The old ice plant used in the arena is 43 years old, and many contractors who have worked in the arena have been amazed it was worked as long as it has.
Over the course of the last 43 year, Engin says the ice plant has been repaired and rebuilt many times, though there are pieces that have never been touched.
“We have known for a long time that that was going to come to an end.We knew that we would have to replace it sooner or later,” he said.
Over the last decade or so the Eckville Arena Board has been setting aside funds to purchase a new artificial ice plant.
In that time, the board has been able to raise $106,668.34 for the purchase.
Engin says he is grateful to both the Town and the County for matching the funds raised.
The Province of Alberta provided the other half of the funds, $320,005, for a total project cost of $640,010.
“This is the biggest grant we have received from the Province… We looked at applying for a federal grant, but decided the provincial one more closely matched what we were looking for,” Engin said.

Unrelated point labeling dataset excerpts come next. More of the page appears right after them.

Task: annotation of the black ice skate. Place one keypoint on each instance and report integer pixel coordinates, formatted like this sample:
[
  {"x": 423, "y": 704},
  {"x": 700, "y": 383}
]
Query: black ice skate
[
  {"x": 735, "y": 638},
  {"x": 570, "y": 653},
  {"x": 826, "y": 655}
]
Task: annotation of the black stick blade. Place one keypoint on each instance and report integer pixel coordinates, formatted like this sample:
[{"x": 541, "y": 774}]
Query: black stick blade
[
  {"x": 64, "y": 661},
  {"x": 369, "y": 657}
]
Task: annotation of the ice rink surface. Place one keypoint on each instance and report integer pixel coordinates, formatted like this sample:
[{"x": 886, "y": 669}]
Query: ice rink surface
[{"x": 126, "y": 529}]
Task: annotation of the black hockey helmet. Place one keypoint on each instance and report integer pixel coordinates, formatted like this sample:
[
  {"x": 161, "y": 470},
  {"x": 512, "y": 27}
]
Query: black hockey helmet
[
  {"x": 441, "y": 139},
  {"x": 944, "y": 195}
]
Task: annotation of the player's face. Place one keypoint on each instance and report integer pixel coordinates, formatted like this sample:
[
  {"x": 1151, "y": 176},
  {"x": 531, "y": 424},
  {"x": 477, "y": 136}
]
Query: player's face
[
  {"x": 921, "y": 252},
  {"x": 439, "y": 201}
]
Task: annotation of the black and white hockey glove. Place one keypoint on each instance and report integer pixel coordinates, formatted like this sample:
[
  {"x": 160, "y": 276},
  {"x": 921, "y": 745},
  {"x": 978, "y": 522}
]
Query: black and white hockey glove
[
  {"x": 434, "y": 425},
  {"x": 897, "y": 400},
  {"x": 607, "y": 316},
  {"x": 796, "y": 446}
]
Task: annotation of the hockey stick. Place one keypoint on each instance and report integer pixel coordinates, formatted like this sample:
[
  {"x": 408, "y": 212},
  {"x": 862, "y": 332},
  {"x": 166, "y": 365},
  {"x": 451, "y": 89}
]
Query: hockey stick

The Eckville Arena Board was notified in January their grant application had been approved, and in early March the dismantling of the old ice plant began.
Engin says the project “snuck up” on the board, as the contractor told them they were available to take out the ammonia on a Tuesday and the next day they wanted to take out the rest of the equipment.
“In about two days it went from being a full room to being practically empty,” he said.
The machinery was hauled away and will be broken down for scraps, according to Engin.
The board has given the contractors a deadline of Sept. 1 to have the new ice plant installed and operational. That is the day when the board plans to begin putting in the ice for the next hockey and skating season.
Moving forward, the board is just looking at getting back to some semblance of normal.
Engin hopes to see normal summer events, like the Bull Arena and the indoor rodeo return, even if they are later than usual.
“What we want to see, what everyone wants to see, is a return to normal, whatever that may be.
“It has been tough, but our board has done a good job, I think, of staying on top of everything. And while we were disappointed to take the ice out earlier than planned, it worked out in our favour because now we can get this work done and be ready for next year.”